Anita Davis of viNGN teaches computer coding.

The V.I. Next Generation Network is planning to put volunteers in the field to help the territory’s public school teachers with a five-week course in coding and programming.

In a statement issued Wednesday, viNGN officials said public school students do not get as much science, technology and math exposure as students in private schools, putting public school students at a disadvantage professionally.

“With the right skills, any child can grow up to have a global influence,” they said in the statement.

Network staff members will offer their time and expertise freely and voluntarily. The five-week programs will be conducted on St. Thomas, St. John and St. Croix. They will test students before and after the course to measure outcomes, witness student growth and focus efforts towards best outcomes. Sessions will last one hour each.

During the sessions, students will learn theory and be immersed in problem-solving, creative and critical tasks, such as coding, engineering, math and art. After four weeks, they will conclude with a public expo to showcase the projects that the students created. The aim is to let the children show themselves what they can do.
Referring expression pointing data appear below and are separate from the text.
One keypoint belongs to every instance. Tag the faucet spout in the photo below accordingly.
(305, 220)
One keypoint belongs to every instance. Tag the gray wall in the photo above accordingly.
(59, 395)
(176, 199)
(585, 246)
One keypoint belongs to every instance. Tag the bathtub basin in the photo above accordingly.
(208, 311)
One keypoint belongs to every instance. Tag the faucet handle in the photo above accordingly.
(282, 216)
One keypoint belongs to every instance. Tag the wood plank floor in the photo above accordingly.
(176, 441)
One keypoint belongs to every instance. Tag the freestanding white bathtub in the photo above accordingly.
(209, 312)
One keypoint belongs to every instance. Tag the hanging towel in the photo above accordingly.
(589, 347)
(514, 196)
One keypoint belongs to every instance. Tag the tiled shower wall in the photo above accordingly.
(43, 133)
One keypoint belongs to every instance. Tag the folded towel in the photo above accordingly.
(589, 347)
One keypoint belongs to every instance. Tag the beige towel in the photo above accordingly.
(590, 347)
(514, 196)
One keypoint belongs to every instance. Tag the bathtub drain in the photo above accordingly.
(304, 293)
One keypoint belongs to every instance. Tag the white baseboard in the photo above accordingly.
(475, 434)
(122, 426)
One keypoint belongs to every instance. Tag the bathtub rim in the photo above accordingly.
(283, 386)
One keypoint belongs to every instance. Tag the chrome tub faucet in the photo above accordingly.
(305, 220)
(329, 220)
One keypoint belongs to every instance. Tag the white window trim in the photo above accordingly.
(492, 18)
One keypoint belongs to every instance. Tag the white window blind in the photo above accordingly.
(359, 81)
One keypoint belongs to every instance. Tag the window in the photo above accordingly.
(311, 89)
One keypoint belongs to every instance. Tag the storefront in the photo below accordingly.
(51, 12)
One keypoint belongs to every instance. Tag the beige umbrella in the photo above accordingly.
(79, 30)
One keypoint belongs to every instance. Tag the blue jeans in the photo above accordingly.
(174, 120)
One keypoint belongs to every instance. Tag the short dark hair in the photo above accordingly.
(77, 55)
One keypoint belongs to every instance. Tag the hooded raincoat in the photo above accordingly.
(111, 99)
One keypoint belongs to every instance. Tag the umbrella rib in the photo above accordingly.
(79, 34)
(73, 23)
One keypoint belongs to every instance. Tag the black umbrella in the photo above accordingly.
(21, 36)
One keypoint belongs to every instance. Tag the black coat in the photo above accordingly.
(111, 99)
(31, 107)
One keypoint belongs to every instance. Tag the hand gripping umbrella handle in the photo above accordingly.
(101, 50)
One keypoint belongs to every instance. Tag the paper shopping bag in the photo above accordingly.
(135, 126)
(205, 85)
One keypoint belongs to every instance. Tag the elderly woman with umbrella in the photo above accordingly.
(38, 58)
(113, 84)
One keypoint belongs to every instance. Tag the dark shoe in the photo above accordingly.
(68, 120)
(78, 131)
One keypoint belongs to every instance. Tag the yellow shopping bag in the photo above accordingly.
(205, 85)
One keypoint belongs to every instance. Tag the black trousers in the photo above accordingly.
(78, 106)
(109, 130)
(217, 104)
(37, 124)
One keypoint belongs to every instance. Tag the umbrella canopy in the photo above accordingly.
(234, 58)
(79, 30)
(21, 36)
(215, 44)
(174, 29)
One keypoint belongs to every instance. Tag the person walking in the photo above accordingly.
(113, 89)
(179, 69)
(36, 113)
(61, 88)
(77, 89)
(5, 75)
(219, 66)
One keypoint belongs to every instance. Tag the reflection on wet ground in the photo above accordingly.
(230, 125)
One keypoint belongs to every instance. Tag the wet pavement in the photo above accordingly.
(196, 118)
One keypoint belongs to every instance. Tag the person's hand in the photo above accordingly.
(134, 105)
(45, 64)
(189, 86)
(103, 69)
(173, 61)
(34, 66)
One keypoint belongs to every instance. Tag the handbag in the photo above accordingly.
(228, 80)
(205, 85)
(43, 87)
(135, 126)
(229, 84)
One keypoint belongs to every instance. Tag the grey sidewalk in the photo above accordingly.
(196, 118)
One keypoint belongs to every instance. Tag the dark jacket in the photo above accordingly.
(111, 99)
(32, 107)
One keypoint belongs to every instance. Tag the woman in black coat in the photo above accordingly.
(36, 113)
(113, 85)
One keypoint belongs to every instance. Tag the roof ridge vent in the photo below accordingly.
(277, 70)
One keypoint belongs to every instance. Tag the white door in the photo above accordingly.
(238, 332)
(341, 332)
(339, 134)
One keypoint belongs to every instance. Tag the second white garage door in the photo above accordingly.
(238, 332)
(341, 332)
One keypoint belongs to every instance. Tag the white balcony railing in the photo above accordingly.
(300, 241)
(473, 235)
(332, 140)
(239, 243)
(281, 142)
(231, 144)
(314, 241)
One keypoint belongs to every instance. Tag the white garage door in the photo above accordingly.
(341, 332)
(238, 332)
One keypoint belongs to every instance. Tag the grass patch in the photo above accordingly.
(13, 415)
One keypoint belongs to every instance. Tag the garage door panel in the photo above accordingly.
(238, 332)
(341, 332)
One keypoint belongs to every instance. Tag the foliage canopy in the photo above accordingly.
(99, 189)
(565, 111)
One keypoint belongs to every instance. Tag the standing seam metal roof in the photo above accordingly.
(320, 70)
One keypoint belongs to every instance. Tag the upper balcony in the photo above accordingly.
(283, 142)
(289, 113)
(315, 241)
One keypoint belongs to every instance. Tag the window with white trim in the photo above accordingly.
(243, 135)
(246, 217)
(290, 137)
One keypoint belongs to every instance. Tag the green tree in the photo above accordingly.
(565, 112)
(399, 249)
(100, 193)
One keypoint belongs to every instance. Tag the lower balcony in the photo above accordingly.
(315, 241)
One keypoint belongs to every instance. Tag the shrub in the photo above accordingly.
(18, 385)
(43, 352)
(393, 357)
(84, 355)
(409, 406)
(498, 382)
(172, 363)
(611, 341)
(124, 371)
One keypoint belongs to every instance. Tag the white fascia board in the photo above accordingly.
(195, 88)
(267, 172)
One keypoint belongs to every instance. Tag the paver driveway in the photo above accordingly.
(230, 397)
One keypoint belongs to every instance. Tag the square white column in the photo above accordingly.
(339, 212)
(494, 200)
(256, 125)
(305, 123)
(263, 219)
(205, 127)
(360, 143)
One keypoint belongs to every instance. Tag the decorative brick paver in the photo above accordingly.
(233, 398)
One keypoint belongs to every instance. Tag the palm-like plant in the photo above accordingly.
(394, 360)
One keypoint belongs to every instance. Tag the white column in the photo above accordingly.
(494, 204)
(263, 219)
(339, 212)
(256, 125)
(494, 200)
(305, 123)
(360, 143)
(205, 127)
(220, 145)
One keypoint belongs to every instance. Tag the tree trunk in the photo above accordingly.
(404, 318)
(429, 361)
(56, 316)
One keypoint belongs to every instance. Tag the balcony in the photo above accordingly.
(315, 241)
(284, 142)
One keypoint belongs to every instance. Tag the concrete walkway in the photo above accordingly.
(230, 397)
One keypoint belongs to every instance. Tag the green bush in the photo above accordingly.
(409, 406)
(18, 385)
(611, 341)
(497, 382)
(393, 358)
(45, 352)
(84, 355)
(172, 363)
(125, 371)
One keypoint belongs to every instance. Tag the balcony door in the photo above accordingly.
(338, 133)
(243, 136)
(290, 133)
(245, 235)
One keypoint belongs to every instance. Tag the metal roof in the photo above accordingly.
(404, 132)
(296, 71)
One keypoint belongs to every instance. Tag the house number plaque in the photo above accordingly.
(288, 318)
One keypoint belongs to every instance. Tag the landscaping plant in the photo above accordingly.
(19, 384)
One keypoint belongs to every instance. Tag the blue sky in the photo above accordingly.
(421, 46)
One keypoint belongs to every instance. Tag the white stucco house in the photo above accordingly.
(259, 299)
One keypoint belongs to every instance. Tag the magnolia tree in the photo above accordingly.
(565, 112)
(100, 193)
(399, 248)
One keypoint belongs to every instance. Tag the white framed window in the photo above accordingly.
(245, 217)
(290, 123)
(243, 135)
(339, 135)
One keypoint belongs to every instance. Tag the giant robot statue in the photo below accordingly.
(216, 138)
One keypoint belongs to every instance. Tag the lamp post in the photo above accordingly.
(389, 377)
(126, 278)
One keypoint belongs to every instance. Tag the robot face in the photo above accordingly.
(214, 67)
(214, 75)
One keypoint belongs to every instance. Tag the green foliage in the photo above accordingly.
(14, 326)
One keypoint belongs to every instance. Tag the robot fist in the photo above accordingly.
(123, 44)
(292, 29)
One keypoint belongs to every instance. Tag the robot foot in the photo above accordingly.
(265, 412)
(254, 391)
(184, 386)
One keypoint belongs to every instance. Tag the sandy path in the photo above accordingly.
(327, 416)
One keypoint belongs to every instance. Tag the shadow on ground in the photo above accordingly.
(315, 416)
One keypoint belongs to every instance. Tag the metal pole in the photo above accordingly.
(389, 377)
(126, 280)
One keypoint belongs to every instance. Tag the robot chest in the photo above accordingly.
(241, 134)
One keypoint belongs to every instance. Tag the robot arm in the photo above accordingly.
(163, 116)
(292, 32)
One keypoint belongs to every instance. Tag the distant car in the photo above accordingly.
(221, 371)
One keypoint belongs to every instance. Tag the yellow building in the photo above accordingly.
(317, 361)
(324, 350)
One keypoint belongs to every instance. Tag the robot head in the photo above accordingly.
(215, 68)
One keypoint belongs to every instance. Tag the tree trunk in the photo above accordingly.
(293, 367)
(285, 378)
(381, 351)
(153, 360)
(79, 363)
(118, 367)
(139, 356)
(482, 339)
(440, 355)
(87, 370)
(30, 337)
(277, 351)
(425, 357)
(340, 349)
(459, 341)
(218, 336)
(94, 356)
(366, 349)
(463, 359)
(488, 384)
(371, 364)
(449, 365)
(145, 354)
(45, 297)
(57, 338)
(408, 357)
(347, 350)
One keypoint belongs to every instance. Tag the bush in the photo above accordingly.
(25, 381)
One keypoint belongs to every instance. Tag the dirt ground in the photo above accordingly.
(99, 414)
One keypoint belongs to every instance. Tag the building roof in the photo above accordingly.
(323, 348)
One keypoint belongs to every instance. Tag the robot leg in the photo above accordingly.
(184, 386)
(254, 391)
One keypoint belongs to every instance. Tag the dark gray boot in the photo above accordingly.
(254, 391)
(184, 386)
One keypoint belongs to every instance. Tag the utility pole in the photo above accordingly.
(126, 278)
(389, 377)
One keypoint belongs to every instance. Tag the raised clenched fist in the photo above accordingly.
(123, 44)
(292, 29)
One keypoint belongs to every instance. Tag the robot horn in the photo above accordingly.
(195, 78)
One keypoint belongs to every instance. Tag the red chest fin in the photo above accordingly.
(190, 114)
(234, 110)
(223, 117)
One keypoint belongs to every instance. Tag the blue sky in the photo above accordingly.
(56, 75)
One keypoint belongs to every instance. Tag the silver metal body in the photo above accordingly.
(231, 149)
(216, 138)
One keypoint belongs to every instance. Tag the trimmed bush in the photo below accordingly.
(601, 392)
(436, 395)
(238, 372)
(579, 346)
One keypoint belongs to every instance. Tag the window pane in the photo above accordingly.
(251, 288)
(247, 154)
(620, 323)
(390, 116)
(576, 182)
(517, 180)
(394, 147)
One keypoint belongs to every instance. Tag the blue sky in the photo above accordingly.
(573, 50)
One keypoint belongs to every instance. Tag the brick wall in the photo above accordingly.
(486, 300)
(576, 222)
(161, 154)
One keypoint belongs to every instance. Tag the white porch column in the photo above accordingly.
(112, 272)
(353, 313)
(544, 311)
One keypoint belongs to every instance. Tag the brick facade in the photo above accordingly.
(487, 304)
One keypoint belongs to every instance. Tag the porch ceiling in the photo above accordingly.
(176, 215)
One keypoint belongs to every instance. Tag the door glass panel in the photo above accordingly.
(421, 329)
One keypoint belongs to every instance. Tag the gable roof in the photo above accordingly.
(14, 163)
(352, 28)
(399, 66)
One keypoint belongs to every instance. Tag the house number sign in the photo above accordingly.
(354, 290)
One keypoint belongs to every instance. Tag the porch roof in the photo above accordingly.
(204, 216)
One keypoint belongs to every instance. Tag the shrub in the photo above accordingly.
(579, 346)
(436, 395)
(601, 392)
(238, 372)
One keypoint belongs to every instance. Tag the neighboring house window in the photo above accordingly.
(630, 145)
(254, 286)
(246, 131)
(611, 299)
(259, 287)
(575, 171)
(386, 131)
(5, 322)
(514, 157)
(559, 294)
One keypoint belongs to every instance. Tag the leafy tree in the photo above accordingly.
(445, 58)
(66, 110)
At the conclusion of each program, viNGN will grant the instructor the loan of technology that will enable continued use within the classroom. All that will be required will be a brief report to viNGN each semester on how the equipment is being used. They will retrieve unused items if necessary for re-gifting.

“In this way, we will be able to offer the support our teachers need to create programming in their classrooms, without coming out of pocket,” officials said.